How 2021 taught Gallery Media to quickly adapt its TikTok playbook

TikTok has transformed the way that consumers and brands interact with each other online over the course of just a couple of years. But the past year in particular has given those brands, and the media companies they partner with, more confidence in their approach to creating content for the platform.The biggest helper in decoding the secrets to TikTok success from a brand perspective is having the scale and regular posting cadence to quickly identify hits, as well as learn when to change course. That’s at least been the case for Gallery Media, publisher of PureWow and One37pm.

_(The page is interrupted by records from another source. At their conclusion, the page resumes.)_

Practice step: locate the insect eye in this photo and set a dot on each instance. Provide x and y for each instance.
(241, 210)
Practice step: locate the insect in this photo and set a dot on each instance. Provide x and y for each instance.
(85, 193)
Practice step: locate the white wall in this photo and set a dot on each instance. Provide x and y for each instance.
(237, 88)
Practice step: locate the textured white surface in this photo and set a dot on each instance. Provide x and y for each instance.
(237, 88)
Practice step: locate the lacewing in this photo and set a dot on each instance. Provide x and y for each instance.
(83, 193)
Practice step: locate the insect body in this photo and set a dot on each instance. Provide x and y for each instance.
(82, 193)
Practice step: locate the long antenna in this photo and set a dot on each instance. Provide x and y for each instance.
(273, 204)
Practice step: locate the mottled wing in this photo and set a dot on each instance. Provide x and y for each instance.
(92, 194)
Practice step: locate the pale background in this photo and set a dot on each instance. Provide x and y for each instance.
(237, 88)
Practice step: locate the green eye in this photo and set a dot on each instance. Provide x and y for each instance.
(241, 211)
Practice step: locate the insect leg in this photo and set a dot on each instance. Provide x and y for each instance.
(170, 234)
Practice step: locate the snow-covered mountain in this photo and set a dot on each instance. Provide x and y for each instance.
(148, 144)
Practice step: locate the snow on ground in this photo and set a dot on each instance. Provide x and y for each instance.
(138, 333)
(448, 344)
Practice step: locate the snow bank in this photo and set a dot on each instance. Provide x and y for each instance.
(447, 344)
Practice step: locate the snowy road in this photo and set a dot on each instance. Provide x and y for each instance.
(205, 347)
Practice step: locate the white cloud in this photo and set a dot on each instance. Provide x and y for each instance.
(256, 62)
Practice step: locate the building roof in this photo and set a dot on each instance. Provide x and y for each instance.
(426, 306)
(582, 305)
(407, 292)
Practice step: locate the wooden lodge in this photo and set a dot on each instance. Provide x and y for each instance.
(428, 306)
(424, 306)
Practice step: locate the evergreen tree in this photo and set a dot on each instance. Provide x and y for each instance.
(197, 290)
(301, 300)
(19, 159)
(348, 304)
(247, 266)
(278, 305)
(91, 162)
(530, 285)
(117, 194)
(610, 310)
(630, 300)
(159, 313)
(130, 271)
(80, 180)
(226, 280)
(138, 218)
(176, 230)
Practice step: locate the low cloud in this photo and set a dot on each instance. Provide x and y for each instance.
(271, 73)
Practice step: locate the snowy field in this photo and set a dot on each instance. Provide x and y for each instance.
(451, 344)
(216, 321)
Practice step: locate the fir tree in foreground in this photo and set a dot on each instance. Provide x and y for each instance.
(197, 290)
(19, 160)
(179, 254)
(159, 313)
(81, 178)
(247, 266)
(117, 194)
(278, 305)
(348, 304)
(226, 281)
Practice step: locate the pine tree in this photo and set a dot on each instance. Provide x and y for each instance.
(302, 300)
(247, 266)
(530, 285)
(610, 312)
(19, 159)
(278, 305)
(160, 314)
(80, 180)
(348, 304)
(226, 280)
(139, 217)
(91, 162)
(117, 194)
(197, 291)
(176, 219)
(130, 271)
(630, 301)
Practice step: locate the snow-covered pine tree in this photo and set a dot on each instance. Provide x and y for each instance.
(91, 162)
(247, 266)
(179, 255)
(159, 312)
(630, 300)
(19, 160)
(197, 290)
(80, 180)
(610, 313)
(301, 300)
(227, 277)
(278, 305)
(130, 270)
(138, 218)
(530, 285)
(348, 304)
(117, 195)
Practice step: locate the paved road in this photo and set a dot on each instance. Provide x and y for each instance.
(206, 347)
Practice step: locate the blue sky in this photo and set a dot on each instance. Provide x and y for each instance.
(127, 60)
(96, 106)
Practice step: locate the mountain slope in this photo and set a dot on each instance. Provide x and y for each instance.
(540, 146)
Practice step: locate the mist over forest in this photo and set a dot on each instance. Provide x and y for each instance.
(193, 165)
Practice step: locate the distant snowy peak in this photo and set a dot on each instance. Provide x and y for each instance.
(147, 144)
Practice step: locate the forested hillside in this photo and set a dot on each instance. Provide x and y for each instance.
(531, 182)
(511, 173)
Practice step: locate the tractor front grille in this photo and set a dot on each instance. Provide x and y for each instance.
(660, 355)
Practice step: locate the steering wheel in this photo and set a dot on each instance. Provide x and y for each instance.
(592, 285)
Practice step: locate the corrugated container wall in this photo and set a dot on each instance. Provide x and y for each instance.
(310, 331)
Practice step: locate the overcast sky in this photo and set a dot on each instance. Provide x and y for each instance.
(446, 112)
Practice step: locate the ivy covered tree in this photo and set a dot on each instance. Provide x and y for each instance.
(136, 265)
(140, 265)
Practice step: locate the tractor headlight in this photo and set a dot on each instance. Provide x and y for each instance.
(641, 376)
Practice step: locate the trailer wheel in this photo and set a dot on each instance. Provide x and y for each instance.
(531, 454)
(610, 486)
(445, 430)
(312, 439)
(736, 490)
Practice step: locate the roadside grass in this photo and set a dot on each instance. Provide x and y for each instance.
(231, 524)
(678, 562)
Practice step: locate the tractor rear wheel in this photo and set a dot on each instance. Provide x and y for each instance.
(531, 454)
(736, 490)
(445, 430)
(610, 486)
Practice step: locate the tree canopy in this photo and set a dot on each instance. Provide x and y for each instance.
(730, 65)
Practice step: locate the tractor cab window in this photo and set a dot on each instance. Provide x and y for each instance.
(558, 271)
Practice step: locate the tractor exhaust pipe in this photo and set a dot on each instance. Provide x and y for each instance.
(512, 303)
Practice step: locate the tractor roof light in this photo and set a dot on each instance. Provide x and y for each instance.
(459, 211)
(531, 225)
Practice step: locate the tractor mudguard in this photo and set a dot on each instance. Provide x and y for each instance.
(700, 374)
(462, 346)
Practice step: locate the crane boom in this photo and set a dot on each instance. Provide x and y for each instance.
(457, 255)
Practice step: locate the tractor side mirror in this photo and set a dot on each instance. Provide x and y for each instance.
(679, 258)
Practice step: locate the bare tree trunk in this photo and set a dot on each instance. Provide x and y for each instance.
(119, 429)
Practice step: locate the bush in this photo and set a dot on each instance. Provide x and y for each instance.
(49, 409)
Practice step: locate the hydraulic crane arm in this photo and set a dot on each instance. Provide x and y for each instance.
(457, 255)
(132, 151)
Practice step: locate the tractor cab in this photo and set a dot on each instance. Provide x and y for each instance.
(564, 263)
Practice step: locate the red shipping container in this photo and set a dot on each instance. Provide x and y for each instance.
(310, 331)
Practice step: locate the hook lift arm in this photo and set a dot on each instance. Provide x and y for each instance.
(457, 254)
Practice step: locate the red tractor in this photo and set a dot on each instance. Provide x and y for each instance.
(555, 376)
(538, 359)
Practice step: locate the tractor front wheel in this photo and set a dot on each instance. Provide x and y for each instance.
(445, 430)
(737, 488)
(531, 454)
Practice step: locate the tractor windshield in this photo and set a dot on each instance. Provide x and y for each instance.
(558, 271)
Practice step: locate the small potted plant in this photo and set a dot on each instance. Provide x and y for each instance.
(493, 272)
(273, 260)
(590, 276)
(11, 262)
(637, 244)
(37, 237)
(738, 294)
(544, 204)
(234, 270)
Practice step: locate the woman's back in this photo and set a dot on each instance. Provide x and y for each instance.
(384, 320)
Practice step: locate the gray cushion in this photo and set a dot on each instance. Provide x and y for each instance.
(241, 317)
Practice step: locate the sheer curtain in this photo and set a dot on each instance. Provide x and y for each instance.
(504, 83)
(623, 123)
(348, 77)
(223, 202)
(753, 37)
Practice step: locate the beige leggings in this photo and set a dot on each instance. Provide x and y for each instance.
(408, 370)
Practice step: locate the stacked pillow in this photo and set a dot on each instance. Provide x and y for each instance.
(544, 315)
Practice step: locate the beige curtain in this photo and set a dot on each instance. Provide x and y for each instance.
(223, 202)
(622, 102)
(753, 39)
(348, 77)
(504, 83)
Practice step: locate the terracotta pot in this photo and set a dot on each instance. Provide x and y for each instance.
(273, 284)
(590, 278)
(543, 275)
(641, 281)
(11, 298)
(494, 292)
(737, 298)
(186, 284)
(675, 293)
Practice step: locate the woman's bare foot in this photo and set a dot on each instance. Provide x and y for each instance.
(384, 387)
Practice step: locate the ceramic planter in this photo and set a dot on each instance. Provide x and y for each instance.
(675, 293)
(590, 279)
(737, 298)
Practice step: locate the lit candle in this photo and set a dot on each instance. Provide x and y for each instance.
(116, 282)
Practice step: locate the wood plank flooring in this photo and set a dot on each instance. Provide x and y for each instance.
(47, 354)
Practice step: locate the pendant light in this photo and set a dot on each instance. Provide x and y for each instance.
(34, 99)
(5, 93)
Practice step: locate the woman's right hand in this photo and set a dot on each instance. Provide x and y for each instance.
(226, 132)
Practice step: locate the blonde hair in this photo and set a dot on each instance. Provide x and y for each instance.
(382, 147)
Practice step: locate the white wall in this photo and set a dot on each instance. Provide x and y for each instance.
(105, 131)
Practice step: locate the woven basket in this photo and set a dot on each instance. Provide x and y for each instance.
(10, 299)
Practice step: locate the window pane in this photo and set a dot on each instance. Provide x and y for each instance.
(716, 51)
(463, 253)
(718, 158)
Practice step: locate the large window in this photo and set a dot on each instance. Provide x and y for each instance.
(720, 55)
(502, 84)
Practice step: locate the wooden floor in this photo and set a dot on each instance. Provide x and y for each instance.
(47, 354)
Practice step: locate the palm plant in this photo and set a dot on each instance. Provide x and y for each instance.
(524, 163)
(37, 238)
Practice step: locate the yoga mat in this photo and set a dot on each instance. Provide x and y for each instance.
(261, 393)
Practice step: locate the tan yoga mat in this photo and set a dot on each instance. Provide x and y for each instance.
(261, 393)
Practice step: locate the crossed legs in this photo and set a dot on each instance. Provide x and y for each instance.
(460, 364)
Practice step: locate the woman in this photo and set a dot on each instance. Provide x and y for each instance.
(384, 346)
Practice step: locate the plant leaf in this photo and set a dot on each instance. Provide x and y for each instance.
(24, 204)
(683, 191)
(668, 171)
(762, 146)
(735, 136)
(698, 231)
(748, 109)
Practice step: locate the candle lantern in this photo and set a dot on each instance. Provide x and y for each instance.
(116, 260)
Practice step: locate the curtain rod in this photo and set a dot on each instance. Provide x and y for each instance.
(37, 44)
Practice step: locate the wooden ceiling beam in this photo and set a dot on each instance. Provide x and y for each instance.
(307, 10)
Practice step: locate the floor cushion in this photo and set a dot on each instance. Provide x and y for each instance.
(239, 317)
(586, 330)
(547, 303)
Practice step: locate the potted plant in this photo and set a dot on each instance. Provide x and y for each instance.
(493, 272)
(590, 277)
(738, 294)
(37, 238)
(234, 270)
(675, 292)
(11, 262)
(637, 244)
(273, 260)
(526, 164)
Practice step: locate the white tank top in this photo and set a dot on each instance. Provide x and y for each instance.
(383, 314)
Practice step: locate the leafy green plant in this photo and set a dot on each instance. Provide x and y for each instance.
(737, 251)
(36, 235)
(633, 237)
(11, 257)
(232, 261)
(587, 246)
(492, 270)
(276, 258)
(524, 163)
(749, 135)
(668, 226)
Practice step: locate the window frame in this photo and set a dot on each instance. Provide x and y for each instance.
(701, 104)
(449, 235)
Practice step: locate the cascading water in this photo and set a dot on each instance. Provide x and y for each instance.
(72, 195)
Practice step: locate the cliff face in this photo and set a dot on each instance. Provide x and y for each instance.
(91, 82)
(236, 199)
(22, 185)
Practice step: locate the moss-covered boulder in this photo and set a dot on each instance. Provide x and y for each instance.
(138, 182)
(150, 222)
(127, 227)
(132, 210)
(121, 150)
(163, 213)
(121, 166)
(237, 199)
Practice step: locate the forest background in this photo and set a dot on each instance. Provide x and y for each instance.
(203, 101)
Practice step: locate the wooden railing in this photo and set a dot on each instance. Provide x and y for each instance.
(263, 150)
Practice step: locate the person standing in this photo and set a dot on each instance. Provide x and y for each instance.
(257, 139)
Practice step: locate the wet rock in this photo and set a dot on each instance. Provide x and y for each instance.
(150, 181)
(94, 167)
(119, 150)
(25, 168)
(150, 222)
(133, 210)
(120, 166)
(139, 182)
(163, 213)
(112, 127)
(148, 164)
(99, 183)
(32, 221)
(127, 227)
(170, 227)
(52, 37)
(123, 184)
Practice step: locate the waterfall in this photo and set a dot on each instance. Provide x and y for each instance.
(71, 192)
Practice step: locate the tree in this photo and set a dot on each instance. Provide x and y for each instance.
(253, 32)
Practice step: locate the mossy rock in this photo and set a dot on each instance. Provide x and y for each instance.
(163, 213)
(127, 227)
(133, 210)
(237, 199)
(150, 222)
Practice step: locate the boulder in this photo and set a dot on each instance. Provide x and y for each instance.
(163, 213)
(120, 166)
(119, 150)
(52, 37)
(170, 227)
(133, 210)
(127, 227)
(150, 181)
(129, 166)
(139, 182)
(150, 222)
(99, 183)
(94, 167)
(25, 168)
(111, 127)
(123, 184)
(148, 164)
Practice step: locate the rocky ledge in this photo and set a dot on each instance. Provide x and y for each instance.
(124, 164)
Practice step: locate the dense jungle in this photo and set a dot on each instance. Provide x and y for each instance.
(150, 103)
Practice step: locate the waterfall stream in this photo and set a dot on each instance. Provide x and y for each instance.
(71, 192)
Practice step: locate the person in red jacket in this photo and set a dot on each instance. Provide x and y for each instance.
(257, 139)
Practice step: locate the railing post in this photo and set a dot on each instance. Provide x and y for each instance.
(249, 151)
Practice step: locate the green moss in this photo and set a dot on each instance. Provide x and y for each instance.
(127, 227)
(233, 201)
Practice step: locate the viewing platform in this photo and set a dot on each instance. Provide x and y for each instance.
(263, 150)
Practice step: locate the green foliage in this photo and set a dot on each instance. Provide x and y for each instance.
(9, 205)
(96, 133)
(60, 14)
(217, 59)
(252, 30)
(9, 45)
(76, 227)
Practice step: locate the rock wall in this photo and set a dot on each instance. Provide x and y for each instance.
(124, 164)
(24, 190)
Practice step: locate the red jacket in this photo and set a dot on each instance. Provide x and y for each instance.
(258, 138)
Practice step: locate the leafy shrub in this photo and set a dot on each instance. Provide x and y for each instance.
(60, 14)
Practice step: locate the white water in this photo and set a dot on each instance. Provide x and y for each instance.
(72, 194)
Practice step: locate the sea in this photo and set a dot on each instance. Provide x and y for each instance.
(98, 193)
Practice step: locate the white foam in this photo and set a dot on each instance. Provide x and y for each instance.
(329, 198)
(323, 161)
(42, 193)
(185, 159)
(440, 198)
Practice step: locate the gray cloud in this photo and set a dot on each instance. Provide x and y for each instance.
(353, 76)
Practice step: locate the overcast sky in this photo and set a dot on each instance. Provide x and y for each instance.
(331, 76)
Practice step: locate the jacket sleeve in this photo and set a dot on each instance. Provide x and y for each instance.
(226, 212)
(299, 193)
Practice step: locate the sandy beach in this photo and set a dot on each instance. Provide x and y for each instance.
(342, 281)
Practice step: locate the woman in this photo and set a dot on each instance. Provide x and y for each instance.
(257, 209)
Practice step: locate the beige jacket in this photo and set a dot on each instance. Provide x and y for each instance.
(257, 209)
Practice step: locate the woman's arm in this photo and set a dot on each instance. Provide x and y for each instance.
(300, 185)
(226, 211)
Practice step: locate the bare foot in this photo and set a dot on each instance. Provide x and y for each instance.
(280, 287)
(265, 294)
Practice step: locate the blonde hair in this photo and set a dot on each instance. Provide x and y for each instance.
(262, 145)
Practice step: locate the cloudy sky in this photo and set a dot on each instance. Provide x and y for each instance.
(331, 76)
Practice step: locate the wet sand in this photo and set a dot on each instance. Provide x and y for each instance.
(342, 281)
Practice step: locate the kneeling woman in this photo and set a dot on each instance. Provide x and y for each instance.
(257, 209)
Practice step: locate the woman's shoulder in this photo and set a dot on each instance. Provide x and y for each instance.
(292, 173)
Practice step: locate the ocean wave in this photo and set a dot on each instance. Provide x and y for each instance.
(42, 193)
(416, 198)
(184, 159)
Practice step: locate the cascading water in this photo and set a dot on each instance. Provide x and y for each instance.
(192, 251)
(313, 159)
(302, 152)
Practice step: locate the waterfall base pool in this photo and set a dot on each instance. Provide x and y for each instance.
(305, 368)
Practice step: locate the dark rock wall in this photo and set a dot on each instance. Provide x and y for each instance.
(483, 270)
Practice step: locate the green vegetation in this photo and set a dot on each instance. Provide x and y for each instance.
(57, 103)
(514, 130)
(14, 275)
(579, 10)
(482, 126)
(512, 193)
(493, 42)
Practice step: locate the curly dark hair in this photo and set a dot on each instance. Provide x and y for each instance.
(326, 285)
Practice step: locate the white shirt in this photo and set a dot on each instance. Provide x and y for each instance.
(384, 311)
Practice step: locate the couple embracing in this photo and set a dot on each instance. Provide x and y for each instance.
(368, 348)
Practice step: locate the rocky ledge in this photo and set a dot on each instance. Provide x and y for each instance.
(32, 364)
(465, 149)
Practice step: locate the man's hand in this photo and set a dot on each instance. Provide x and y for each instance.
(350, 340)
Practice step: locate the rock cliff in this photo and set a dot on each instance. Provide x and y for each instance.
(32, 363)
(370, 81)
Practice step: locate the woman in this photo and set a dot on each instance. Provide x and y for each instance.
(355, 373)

The digitally native media company, owned by Gary Vaynerchuk’s creative media agency VaynerX, has the unique advantage of having both its roster of 25 owned-and-operated editorial TikTok channels and the creative control of more than 10 brand partners’ channels to get a good sense of the type of content that organically thrives on this highly creative social media platform. So over the past year, regularly posting on those 35-plus pages has illuminated some of the bigger TikTok trends of the year for Gallery Media, which led to gaining views, followers and even dollars from brands looking to CEO Ryan Harwood’s team to implement those learnings into their own social media strategies. In the latest episode of the Digiday Podcast, Harwood discusses creating a team of creatives who could quickly adapt the company’s playbook for the ever evolving platform, as well as how the editorial successes inform the brand campaigns posted to TikTok, and vice versa.